Ende einer Katastrophengrube

BERGBAU Europas größter Nickeltagebau ist nach zahlreichen Umweltpannen pleite. Auf die finnischen Steuerzahler kommen riesige Sanierungskosten zu

STOCKHOLM taz | Böden und Gewässer in einem Umkreis von über 100 Kilometern sind mit Schwermetallen und Uran verseucht. In der Nickelmine Talvivaara in Nordost-Finnland wurden 97 Verstöße gegen Umweltvorschriften offiziell registriert. So gab es mehrere unkontrollierte Schlamm- und Abwasserfluten, bei denen sich Hunderte Millionen Liter Klärbrühe mit hohen Gehalten an Nickel, Kadmium und Sulfaten in angrenzende Seen und Bäche ergossen haben.

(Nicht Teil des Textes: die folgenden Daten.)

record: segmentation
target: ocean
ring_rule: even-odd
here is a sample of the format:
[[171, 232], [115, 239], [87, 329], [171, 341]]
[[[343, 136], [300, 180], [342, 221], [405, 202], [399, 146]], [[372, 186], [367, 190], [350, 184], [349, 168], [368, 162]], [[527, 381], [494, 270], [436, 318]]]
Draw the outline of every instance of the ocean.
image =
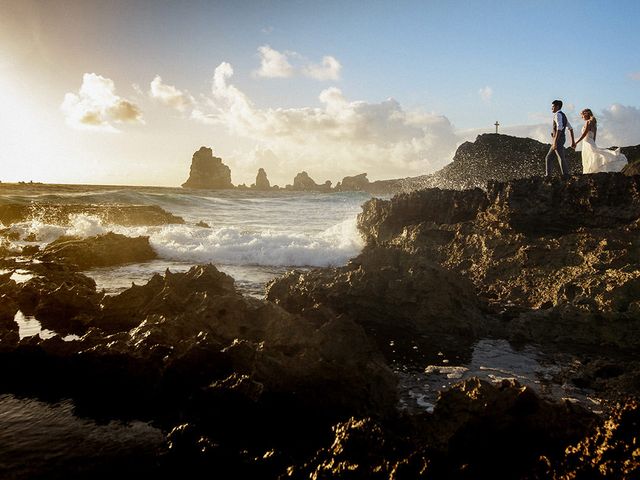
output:
[[[273, 278], [293, 268], [344, 265], [363, 243], [356, 228], [367, 193], [306, 193], [249, 190], [189, 191], [159, 187], [90, 187], [25, 185], [0, 202], [39, 205], [157, 205], [182, 217], [184, 224], [135, 226], [104, 224], [86, 214], [72, 215], [70, 225], [52, 225], [38, 216], [11, 225], [13, 246], [36, 240], [42, 246], [62, 235], [89, 237], [112, 231], [148, 236], [158, 259], [141, 264], [84, 272], [98, 289], [116, 294], [143, 284], [166, 269], [186, 271], [213, 263], [236, 280], [243, 294], [263, 297]], [[37, 209], [36, 209], [37, 210]]]

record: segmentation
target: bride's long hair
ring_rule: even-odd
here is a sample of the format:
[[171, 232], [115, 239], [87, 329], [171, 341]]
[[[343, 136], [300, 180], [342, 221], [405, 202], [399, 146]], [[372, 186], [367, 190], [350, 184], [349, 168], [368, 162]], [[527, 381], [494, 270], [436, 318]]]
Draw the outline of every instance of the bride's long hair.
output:
[[582, 110], [580, 112], [581, 115], [586, 115], [587, 116], [587, 122], [589, 122], [591, 125], [593, 125], [594, 128], [598, 128], [598, 121], [596, 120], [596, 117], [593, 115], [593, 112], [591, 111], [590, 108], [585, 108], [584, 110]]

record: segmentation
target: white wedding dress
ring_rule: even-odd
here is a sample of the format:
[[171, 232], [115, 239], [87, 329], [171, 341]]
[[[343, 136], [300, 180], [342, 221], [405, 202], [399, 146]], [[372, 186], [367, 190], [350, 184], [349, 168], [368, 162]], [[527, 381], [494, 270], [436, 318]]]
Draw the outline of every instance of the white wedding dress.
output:
[[[583, 127], [583, 131], [584, 131]], [[619, 172], [627, 164], [627, 157], [620, 149], [607, 150], [596, 145], [593, 131], [582, 143], [582, 173]]]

Doch nicht nur für die Umwelt ist Talvivaara eine Katastrophe, sondern auch wirtschaftlich: Am Freitag gab die Leitung des Minenunternehmens die vorläufige Einstellung der Produktion bekannt und stellte bei Gericht einen Antrag auf „Unternehmenssanierung“, eine Alternative zu einem Konkursverfahren.

Die Zahlungsunfähigkeit von Europas größtem Nickeltagebau mit rund 1.600 Beschäftigten hatte sich bereits bei der Veröffentlichung des Quartalsberichts Anfang des Monats abgezeichnet. Die Suche nach neuen Geldgebern blieb seither erfolglos. Das Management hofft nun, dass die Gläubiger im Rahmen des Insolvenzverfahrens einen Teil der Schulden erlassen und dass sich vielleicht doch noch neues Kapital auftreiben lässt, um den Grubenbetrieb wieder aufzunehmen.

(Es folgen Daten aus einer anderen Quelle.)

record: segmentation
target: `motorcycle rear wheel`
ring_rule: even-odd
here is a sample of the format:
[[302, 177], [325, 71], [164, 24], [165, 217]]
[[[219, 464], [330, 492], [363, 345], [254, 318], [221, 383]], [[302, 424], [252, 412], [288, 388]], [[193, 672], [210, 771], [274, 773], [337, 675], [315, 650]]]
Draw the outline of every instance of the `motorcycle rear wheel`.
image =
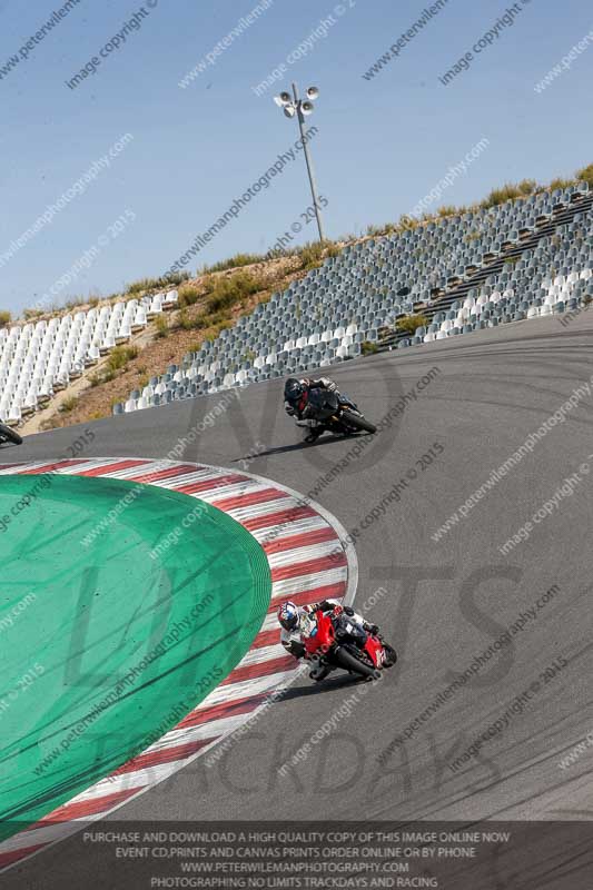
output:
[[22, 445], [21, 436], [6, 424], [0, 424], [0, 441], [12, 442], [13, 445]]
[[378, 674], [376, 668], [373, 668], [370, 664], [366, 664], [345, 646], [338, 646], [334, 653], [334, 660], [346, 671], [350, 671], [359, 676], [368, 678], [369, 680], [375, 680]]
[[366, 417], [363, 417], [360, 414], [353, 414], [349, 411], [343, 411], [342, 419], [347, 426], [354, 427], [356, 431], [364, 431], [365, 433], [377, 432], [375, 424], [372, 424], [370, 421], [367, 421]]

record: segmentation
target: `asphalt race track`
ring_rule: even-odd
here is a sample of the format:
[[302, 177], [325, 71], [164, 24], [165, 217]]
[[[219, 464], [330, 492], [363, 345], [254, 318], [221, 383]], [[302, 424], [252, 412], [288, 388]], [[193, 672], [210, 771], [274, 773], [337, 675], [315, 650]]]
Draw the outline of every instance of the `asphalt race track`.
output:
[[[557, 318], [518, 323], [330, 369], [375, 422], [416, 389], [391, 429], [316, 495], [356, 537], [356, 604], [396, 646], [398, 664], [284, 778], [283, 763], [359, 686], [337, 676], [319, 688], [303, 680], [216, 765], [198, 758], [113, 820], [591, 819], [593, 744], [572, 765], [560, 761], [587, 733], [593, 740], [592, 334], [593, 315], [583, 313], [566, 328]], [[435, 542], [492, 471], [587, 384], [564, 422]], [[312, 492], [353, 441], [300, 445], [281, 386], [243, 390], [213, 426], [200, 421], [217, 395], [93, 423], [96, 439], [79, 456], [164, 458], [199, 424], [204, 432], [177, 459], [243, 466]], [[63, 458], [79, 432], [4, 447], [2, 463]], [[389, 491], [396, 494], [386, 508], [366, 518]], [[503, 555], [500, 547], [554, 495], [550, 515]], [[374, 606], [365, 610], [369, 597]], [[512, 639], [435, 704], [517, 620], [523, 626]], [[433, 712], [414, 724], [431, 703]], [[501, 718], [475, 756], [449, 765]], [[73, 877], [83, 887], [91, 869], [69, 856], [73, 842], [7, 872], [1, 886], [40, 887], [32, 869], [42, 863], [45, 888], [71, 886]]]

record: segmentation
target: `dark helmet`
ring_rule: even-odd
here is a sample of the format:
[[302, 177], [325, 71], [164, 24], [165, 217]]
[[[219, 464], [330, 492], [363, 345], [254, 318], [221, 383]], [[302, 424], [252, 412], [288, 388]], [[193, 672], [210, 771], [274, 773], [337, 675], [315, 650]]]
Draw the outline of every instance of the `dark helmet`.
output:
[[296, 377], [288, 377], [284, 385], [285, 402], [298, 402], [305, 392], [305, 387]]

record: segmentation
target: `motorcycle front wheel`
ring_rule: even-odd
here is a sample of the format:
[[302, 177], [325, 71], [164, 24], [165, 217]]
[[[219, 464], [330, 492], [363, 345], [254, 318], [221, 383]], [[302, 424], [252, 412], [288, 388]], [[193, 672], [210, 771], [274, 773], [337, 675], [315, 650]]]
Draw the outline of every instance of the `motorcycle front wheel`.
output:
[[348, 426], [350, 429], [355, 432], [364, 432], [364, 433], [376, 433], [377, 427], [375, 424], [372, 424], [370, 421], [367, 421], [366, 417], [363, 417], [362, 414], [354, 414], [349, 411], [342, 412], [342, 421], [345, 426]]
[[21, 436], [19, 436], [14, 429], [11, 429], [10, 426], [7, 426], [6, 424], [0, 424], [0, 441], [12, 442], [13, 445], [22, 445]]
[[368, 678], [369, 680], [375, 680], [377, 675], [380, 676], [376, 668], [373, 668], [370, 664], [362, 661], [345, 646], [338, 646], [338, 649], [336, 649], [334, 653], [334, 661], [339, 664], [340, 668], [344, 668], [346, 671], [350, 671], [354, 674], [358, 674], [358, 676]]

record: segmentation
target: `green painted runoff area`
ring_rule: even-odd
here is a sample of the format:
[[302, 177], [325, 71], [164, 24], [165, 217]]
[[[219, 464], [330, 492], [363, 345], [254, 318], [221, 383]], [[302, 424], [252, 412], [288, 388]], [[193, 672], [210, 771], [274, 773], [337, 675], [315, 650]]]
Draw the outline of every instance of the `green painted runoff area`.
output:
[[271, 580], [255, 538], [201, 501], [57, 474], [0, 476], [0, 564], [6, 838], [219, 685], [261, 626]]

Fehlende Kompetenz bei Konzern und Behörden

„Das wäre unverantwortlich“, warnt jedoch Sini Harkki von Greenpeace Finnland: „Es gibt nur eine Option: endgültige Schließung der Mine und eine ausreichende staatliche Finanzierung für die Umweltsanierung.“ In der erst 2008 eröffneten Grube hatte man mit dem so genannten „Bioleaching“ eine Technik erprobt, bei der Nickel mit Hilfe mikrobieller Laugung gewonnen wird. Dabei werden große Mengen schwermetallhaltiger Abwässer freigesetzt. Die dafür vorgesehenen Klärbecken waren jedoch technisch unzureichend. Überdies hatte man zu niedrige Niederschlagsmengen einkalkuliert. Fehlende Kompetenz bei der Grubengesellschaft wie auch bei den Genehmigungsbehörden sei mit schuld am unkontrollierten Austritt von 800 Millionen Liter Giftbrühe vor einem Jahr, so das Ergebnis eines vom finnischen Umweltministerium in Auftrag gegebenen Untersuchungsberichts.

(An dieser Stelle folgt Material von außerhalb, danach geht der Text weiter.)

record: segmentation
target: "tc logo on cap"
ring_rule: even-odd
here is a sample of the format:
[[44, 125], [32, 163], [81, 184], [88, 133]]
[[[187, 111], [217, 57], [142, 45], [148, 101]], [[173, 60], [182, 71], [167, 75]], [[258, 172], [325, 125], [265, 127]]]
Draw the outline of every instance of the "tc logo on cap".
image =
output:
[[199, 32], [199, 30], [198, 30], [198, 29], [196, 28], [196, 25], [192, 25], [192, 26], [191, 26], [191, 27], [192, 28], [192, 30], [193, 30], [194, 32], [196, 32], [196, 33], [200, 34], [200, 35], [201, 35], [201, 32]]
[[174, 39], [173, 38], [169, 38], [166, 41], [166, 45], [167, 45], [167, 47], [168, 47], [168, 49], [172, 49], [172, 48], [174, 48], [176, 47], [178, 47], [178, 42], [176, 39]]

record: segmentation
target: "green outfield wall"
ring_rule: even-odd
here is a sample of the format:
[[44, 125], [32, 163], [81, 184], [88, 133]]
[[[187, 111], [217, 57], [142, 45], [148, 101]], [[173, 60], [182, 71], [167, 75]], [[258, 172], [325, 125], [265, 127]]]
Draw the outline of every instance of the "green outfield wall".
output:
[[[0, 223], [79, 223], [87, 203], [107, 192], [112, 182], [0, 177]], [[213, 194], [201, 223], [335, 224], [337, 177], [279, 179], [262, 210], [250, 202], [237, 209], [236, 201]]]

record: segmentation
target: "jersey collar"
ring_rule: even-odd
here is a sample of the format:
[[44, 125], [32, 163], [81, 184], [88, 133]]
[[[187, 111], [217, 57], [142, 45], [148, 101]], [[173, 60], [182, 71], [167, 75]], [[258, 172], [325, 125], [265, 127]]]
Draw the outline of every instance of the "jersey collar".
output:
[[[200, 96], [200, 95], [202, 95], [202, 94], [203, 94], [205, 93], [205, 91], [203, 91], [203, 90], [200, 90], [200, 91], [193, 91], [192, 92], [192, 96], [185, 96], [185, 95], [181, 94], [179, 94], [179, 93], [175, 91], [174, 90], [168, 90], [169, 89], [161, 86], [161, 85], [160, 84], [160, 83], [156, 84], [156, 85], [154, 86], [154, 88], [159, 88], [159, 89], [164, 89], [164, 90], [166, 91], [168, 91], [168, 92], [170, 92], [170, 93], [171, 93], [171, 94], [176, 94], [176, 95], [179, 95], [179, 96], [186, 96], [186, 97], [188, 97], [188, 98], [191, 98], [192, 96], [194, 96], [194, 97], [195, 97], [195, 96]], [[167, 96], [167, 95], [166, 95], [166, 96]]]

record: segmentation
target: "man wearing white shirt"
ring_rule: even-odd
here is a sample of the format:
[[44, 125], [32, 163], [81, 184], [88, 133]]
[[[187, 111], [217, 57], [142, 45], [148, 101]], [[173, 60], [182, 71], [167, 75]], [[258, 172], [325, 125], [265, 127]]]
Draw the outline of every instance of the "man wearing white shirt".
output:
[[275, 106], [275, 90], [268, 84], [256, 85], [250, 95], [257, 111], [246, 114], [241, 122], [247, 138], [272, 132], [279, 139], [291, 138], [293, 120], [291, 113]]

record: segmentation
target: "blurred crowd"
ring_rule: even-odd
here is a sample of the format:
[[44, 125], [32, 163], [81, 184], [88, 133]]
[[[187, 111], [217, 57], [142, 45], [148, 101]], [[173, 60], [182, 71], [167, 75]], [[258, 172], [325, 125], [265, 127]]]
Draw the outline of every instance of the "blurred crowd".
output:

Im Klartext, so der Sachverständige Juho Mäkinen: Man habe ohne wirkliche Risikoanalyse und genaues Verständnis der Technik den Betrieb begonnen. Oder in den Worten des grünen Umweltministers Ville Niinistö: Mensch und Umwelt seien in Talvivaara „einfach zu Versuchskaninchen gemacht“ worden.

Das Pikante daran: Der finnische Staat ist über seine Anteilsgesellschaft Solidium größter Eigentümer der Katastrophenmine. Dreht Helsinki den Geldhahn zu, ist Talvivaara endgültig am Ende. Und danach sieht es tatsächlich aus. Wirtschaftsminister Jan Vapaavuori erklärte am Freitag, Solidium werde kein Kapital mehr zuschießen. Neue Gelder müsse sich Talvivaara auf dem Kapitalmarkt suchen. Für ein Unternehmen, das die Technik nicht in den Griff bekommt und das aufgrund gesunkener Weltmarktpreise für Nickel zu teuer produziert, dürfte das schwierig werden.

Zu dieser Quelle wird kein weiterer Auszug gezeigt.